On DNA Day, Celebrating New Firsts
Friday, April 24, 2015
Hooray for DNA! We’re excited to celebrate this day as it it honors two major accomplishments in the field: the 1953 publication of the structure of DNA, and the 2003 completion of the Human Genome Project.
With the amount of attention DNA has received in the past century, it is hard to believe that in some ways we are still just getting acquainted with the molecule. Here at PacBio, we are proud to be helping life sciences researchers achieve new firsts with DNA. Because it does not use amplification, our Single Molecule, Real-Time (SMRT®) Sequencing platform provides the purest view of individual DNA fragments.
Since last year’s DNA Day, scientists have continued making inroads.

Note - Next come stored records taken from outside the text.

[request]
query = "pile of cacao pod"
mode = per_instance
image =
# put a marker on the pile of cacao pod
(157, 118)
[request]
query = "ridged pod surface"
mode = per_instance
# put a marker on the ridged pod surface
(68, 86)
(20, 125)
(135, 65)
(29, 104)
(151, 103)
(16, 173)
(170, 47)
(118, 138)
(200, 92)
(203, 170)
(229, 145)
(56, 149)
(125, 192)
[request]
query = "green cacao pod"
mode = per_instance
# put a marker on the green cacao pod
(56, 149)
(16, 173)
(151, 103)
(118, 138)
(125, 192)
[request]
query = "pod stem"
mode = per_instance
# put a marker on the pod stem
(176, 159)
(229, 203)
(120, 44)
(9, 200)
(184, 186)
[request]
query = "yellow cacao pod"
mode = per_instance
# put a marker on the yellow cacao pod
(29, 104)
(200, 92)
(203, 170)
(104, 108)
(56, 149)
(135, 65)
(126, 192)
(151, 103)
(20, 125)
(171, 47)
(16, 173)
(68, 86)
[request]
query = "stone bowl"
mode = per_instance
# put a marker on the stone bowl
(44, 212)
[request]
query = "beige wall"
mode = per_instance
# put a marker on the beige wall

One of our favorite projects was the first personal transcriptome sequenced with long reads from a team at Stanford. In other advances with the human genome, this Nature paper reported impressive work to improve the reference genome with long-read data, while another recent effort used long-read data to dramatically increase the amount of structural variation that could be detected. We also enjoyed this review article demonstrating studies that are elucidating pluripotency in human stem cells.
It’s been a great year for novel studies of microbes as well. We were amazed by the findings from a study of single-celled Oxytricha trifallax; the complexity of its genome shuffling before and after reproduction was astonishing. A team at Sanger presented the first-ever analysis of a Shigella isolate collected from a soldier in World War I. And in clinically oriented work, scientists at NIH traced the transmission path of an outbreak of drug-resistant bacteria.
That’s just a sampling of the innovative work we’ve seen in the past year as researchers glean new findings about DNA. On DNA Day, we honor these achievements and look forward to the amazing discoveries to be made in the coming year.